Secondly, Dr. Fauci went on record this week in a CNBC interview and stated that he thinks that the Omicron variant will start to burn out in late January.

Thirdly, tax loss selling in this beaten-down sector will be over as of Dec. 31.

In this scenario, including improving optimism by governmental authorities and the weight of tax-loss selling being lifted, it stands to reason that after several false starts this year, airline stocks could take wing and outperform the highly popular technology, health care and consumer discretionary sectors that led the Santa Claus rally into the end of the year.

The U.S. Global Jets Exchange-Traded Fund (JETS) provides a lower risk and more diversified way to play the potential rebound for the airlines and the companies that support the industry as well. The top ten holdings account for about 57% of total assets, but the ETF also holds all of the smaller airlines and some key travel names like Expedia Group Inc. (EXPE), Booking Holdings Inc. (BKNG), TripAdvisor Inc. (TRIP), Sabre Corp. (SABR), Boeing Co. (BA) and General Dynamics Corp. (GD).

For investors that prefer single stock selection, there are some easy choices to consider, depending on whether domestic travel, international travel or both are the desired areas of investment. It stands to reason that there is more up-to-the-moment information about air travel within the United States that does not require a COVID-19 test to board an aircraft. For international flights, air passengers traveling to the United States are required to present a negative COVID-19 test result or documentation of recovery.

It stands to reason, then, that as long as Omicron is still making its way through society, both here and abroad, the lower-risk investment proposition is to consider the carriers whose hubs and routes are predominantly based in the United States but also have small exposure to Mexico, Central America and the Caribbean. Southwest Airlines Co. (LUV), Alaska Air Group Inc. (ALK) and JetBlue Airways Corp. (JBLU) top this list.

I personally like the chart belonging to Southwest Air the most, as it actually traded above its pre-pandemic high prior to the Delta and Omicron outbreaks. Since then, LUV has seen its shares trade back down to the low $40s, where there looks to be some buyer interest.
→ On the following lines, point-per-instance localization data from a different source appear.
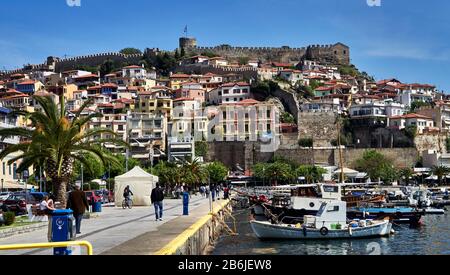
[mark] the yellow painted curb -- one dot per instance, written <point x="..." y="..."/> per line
<point x="175" y="244"/>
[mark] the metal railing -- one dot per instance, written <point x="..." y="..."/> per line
<point x="86" y="244"/>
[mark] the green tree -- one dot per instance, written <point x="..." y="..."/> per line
<point x="274" y="172"/>
<point x="193" y="174"/>
<point x="243" y="60"/>
<point x="311" y="173"/>
<point x="416" y="105"/>
<point x="406" y="174"/>
<point x="201" y="148"/>
<point x="287" y="118"/>
<point x="388" y="173"/>
<point x="130" y="51"/>
<point x="306" y="142"/>
<point x="375" y="164"/>
<point x="57" y="141"/>
<point x="314" y="84"/>
<point x="217" y="172"/>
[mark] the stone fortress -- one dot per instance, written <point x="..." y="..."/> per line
<point x="338" y="54"/>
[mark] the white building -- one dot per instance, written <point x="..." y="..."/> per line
<point x="416" y="92"/>
<point x="229" y="93"/>
<point x="421" y="122"/>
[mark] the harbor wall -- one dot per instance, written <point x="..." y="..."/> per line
<point x="199" y="238"/>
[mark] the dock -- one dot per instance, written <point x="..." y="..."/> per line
<point x="117" y="231"/>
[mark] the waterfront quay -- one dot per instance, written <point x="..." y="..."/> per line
<point x="117" y="231"/>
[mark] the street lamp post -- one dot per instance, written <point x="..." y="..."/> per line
<point x="82" y="180"/>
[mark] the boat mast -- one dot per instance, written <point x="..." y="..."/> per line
<point x="341" y="162"/>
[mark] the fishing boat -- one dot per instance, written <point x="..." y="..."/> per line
<point x="330" y="222"/>
<point x="396" y="214"/>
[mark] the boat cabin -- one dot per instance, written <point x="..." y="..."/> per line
<point x="310" y="197"/>
<point x="330" y="213"/>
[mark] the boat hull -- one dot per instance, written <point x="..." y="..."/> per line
<point x="265" y="230"/>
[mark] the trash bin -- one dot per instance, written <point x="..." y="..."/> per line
<point x="186" y="203"/>
<point x="62" y="229"/>
<point x="97" y="207"/>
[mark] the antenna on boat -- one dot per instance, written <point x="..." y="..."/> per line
<point x="341" y="162"/>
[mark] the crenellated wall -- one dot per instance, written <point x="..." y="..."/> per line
<point x="331" y="54"/>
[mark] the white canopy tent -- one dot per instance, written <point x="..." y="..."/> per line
<point x="141" y="184"/>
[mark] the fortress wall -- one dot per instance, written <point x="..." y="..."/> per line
<point x="95" y="60"/>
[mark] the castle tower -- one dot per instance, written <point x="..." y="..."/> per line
<point x="188" y="43"/>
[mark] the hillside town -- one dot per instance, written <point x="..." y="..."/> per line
<point x="184" y="105"/>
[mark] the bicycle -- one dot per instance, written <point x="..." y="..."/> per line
<point x="127" y="203"/>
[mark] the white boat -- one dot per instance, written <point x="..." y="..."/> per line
<point x="435" y="211"/>
<point x="329" y="223"/>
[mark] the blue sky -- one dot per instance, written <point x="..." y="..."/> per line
<point x="406" y="39"/>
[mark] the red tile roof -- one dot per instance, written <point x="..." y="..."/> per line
<point x="232" y="84"/>
<point x="180" y="76"/>
<point x="86" y="76"/>
<point x="105" y="105"/>
<point x="414" y="115"/>
<point x="109" y="85"/>
<point x="184" y="99"/>
<point x="133" y="67"/>
<point x="248" y="102"/>
<point x="27" y="82"/>
<point x="284" y="65"/>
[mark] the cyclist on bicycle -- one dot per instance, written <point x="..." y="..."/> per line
<point x="127" y="194"/>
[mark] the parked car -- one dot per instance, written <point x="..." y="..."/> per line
<point x="92" y="197"/>
<point x="17" y="202"/>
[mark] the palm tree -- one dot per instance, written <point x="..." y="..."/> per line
<point x="56" y="140"/>
<point x="440" y="171"/>
<point x="193" y="173"/>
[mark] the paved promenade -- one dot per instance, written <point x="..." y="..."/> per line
<point x="125" y="232"/>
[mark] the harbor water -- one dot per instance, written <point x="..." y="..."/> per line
<point x="431" y="238"/>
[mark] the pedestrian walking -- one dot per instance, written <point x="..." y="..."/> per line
<point x="157" y="198"/>
<point x="213" y="192"/>
<point x="78" y="203"/>
<point x="47" y="207"/>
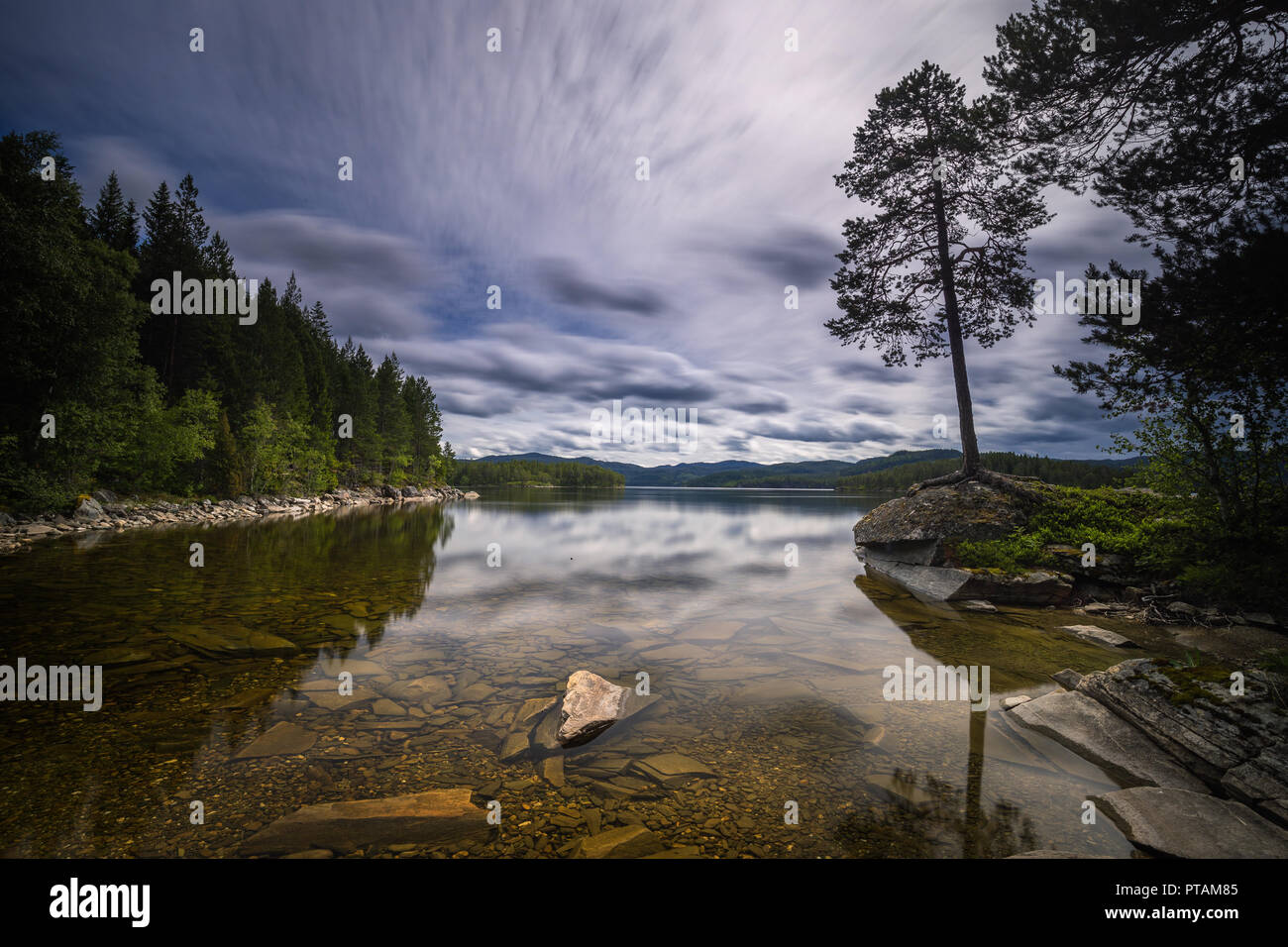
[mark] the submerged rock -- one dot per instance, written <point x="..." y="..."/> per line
<point x="279" y="740"/>
<point x="1192" y="825"/>
<point x="1206" y="729"/>
<point x="231" y="641"/>
<point x="89" y="510"/>
<point x="1093" y="732"/>
<point x="436" y="815"/>
<point x="671" y="768"/>
<point x="627" y="841"/>
<point x="1099" y="635"/>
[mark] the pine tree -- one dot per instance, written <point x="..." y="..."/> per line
<point x="943" y="257"/>
<point x="114" y="221"/>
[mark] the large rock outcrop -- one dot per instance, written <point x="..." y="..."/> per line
<point x="1202" y="761"/>
<point x="910" y="541"/>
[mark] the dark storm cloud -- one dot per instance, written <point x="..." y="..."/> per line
<point x="518" y="169"/>
<point x="853" y="432"/>
<point x="570" y="286"/>
<point x="794" y="257"/>
<point x="320" y="245"/>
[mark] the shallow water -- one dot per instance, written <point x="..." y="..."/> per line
<point x="769" y="678"/>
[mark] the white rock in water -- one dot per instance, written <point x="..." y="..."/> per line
<point x="591" y="705"/>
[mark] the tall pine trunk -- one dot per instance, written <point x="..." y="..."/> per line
<point x="966" y="418"/>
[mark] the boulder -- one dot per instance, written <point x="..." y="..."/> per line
<point x="1099" y="635"/>
<point x="1068" y="680"/>
<point x="436" y="815"/>
<point x="278" y="740"/>
<point x="947" y="583"/>
<point x="1180" y="823"/>
<point x="919" y="525"/>
<point x="591" y="705"/>
<point x="88" y="510"/>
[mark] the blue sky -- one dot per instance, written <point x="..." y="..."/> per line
<point x="518" y="169"/>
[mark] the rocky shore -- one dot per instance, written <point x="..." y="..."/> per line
<point x="911" y="541"/>
<point x="104" y="510"/>
<point x="1203" y="762"/>
<point x="1199" y="750"/>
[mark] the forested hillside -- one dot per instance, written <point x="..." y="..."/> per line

Understand that by no means is there an “all clear” sign that the pandemic is on the verge of being extinguished. However, remember that the final phase of the Spanish flu pandemic was the most contagious, but also the least deadly. While there seems to be some correlation, but that’s just an observation that is not supported by any empirical evidence.

In any event, the market looks three to six months out to perceive what may be the case in the future, and this is a good set up to consider buying into. It has been a brutal year for the travel business, and if COVID-19 does run its course by early spring 2022, there is nothing but blue sky ahead for airline stocks.